Reprinted from the Owen Sound Sun Times December 19, 1998
This Jack Russell is no lady
BY LJSE DIEBEL
Sun Times staff
Pup already has royal record
Admittedly, there's nothing lady-like about plopping down on a stranger's lap and trying to steal a few wet kisses. But then again, Diana is no ordinary lady.
This extremely affectionate 11 month-old Jack Russell terrier, whose full name is Natural Instinct Lady Diana, belongs t o Ken and Kathy Bushell of Armow, near Tiverton. The couple breeds Jack Russells at their kennel, Natural Instinct, and takes their dogs across Ontario and parts of the United States to compete in races.
As Lady Diana's moniker suggests, she was named after the former wife of Prince Charles. Despite being of two different species, the late Lady Diana Spencer and her canine namesake have some similarities.
"They both have beautiful eyes," Ken said, laughing. "We started calling her Princess but it didn't seem to fit, and we thought she was a bit of a Lady."
Lady Diana, the dog, is an American puppy racing champion. She was fastest puppy in her class after racing in the Jack Russell Club of America's U.S. National Trials held near Baltimore, Maryland in October.
Pups in her category measured 25.4 cm to 31.75 cm (10 to 12-and-a-half inches) tall at the shoulder. There was a second, separate category for larger pups. At the national trials, Lady Diana impressed judges by placing first in both the flat races and steeplechase. For flat races, dogs blasted out of the starting gate and raced to the end of the track where they jumped through a hole in a hay bale to finish. In the steeplechase, gates were added for dogs to jump over.

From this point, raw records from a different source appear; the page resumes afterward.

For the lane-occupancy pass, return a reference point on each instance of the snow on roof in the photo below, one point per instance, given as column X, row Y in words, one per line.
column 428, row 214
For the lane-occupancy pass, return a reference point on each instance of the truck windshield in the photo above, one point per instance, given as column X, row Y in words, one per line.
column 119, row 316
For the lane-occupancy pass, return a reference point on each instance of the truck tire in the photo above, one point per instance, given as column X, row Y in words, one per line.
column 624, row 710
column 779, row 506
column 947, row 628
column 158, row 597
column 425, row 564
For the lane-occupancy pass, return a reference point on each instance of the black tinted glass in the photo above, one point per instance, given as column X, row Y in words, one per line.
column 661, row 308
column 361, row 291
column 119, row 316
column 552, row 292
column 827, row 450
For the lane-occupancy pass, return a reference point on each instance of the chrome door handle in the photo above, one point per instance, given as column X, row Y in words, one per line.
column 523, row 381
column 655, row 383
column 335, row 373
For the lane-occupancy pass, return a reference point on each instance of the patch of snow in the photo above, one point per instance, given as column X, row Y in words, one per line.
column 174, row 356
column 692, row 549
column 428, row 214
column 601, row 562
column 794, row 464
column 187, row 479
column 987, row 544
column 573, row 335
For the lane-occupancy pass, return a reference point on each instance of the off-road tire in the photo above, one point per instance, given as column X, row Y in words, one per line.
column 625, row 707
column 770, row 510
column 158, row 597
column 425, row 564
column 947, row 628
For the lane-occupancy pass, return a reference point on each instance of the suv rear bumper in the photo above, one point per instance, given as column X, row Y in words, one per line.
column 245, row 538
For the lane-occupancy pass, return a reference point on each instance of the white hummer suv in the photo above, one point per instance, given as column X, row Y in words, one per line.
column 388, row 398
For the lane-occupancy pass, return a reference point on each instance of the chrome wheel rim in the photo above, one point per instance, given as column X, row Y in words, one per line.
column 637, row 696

Lady Diana also placed fourth in the Puppy go-to-ground championship, where dogs raced through a nine metre (30-foot) tunnel. The smell of a caged live rat at the finish line provided motivation.
The original purpose for breeding Jack Russells in the 1800s was for the fox hunts in Great Britain, Ken said. These tiny, agile dogs would go into fox holes and scare the animal out.
In fact, it was this breeds exceptional hunting skills that appealed to the Bushells. The couple both hunt with their dogs. Farmers hire them to rid barns of nuisance raccoons.
"That's mainly what we got (the dogs) for," Ken said. "We do a lot of barns,"
Raccoons have been known to eat grain and excrete on animal feed, Ken said. Emu farmers are particularly concerned because raccoon exretment can make their animals extremely ill, Ken said.
The Bushells said they prefer female dogs for hunting because they concentrate on the prey while males tend to get distracted because they want to mark territory.
The Bushells bought their first Jack Russell, Sassy 1, four years ago from Shirley and Robert Walker of Derby Downs Farm in RR 4, Tara. Sassy is mom to Lady Diana.